Cole Tallman had resigned as the St. Thomas volleyball coach after the 2002 season and athletic director Steve Fritz was looking for a replacement. He also had another decade remaining as the Tommies’ very successful coach in men’s basketball, so he was willing to take suggestions from within the Twin Cities and the MIAC.
“A number of the volleyball people told me, ‘Take a look at a young guy who was at Augsburg,’” Fritz said Saturday. “That was Thanh [Pham]. You meet him and very soon you’re saying, ‘Great person; hard worker.’”
Pham was 27 years removed from being boosted into a large military helicopter by his father, Yen, helped in along with his mother, Xuan, and two siblings, in a desperate departure in the final hours of the Fall of Saigon in late April 1975.
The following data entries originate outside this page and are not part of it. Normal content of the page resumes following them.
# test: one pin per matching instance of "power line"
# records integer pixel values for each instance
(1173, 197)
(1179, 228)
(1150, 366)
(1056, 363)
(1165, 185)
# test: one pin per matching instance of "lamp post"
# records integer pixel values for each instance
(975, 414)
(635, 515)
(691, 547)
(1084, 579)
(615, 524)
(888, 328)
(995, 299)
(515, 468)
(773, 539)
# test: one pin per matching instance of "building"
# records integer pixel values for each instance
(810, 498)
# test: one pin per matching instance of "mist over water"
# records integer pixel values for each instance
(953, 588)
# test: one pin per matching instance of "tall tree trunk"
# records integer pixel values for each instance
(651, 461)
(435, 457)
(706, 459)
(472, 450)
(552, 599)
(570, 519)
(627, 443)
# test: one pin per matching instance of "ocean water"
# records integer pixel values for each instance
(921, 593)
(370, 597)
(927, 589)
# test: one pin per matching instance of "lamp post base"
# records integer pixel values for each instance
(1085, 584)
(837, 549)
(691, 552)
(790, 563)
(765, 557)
“I don’t remember much,” Pham said with a slight smile on Thursday. “I was 3 months old and in my mother’s arms.”
They were not allowing men on that helicopter, so Yen stayed behind — hoping to get out later before being captured as a member of the South Vietnam military, and presumably meeting the fate that did so many at the hands of the North Vietnamese conquerors.
“Our dad got out by boat,” Thanh said this week. “Back in ’75, of course, there were no cell phones, no registry of the refugees on this island, no way of knowing, and my mother somehow walked into a tent and saw my father.
“My dad still has friends who never found their families in the same circumstance.”
There was a Lutheran church in Albert Lea that sponsored the Phams. They wound up in Osseo, with two more children born in the U.S. A whole and vibrant family of seven, and happy that Mom and Dad are still around.